Oregon Attorney General Ellen Rosenblum today released the results of an examination of the circumstances in which two DOJ investigators used a law enforcement surveillance tool to track the social media activity of the agency’s civil right chief, Erious Johnson.
Last October, Rosenblum informed one of her own agency’s lawyers, Johnson, that he had been profiled because of his use of the Black Lives Matter hashtag.
The matter became public Nov. 10, when the Urban League of Portland, the American Civil Liberties Union of Oregon, and other groups wrote to Rosenblum asking for an investigation into the matter. Urban League of Portland CEO Nkenge Harmon Johnson is married to Erious Johnson.
Rosenblum hired an outside lawyer, Carolyn Walker of the Stoel Rives firm, to find out what happened.
Walker’s report says an agent in the the Oregon Fusion Center began searching Johnson’s tweets after seeing an image of a man in gun crosshairs and believing it to be a threat against law enforcement.
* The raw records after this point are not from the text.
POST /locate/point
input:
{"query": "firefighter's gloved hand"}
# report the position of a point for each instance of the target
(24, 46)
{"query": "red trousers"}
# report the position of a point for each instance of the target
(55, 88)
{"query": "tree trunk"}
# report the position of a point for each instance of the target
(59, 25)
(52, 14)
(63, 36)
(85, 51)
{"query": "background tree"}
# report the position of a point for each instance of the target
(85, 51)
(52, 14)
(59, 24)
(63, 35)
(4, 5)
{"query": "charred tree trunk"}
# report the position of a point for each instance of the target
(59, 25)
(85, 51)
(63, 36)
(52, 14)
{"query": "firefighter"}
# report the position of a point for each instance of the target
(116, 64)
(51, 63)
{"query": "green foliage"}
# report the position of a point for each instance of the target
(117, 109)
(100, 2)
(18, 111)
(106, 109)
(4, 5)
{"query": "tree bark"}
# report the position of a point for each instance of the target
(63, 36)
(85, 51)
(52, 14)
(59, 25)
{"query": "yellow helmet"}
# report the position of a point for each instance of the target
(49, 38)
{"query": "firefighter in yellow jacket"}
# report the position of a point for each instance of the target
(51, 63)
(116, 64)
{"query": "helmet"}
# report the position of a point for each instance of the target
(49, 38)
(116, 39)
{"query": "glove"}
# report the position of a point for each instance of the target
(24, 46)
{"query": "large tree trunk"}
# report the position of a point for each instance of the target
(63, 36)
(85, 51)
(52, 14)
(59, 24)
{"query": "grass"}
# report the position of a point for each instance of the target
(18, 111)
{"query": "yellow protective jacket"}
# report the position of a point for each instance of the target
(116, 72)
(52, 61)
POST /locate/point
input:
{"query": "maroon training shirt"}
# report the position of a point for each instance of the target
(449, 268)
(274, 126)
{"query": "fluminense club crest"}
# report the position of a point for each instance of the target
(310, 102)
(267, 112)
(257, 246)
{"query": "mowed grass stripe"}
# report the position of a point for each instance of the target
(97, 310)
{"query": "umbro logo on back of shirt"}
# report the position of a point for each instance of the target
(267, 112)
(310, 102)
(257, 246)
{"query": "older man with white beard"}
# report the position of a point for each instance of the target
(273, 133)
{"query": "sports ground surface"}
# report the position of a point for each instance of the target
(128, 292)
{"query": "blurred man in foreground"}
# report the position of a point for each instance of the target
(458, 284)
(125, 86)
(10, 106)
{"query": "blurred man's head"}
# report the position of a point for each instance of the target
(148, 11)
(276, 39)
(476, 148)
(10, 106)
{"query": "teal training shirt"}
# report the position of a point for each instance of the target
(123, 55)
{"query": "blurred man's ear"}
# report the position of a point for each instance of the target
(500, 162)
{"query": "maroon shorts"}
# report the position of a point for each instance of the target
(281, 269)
Walker writes that the agent believed the cartoon figure in the crosshairs was a police officer. She says he "(and many others) made this assumption."
But Walker recognized it as something else.
“I recognized the image as the logo for the hip-hop group Public Enemy,” she writes, “and the silhouette in the image as an individual wearing a hat that was popular urban fashion in the rap music industry.”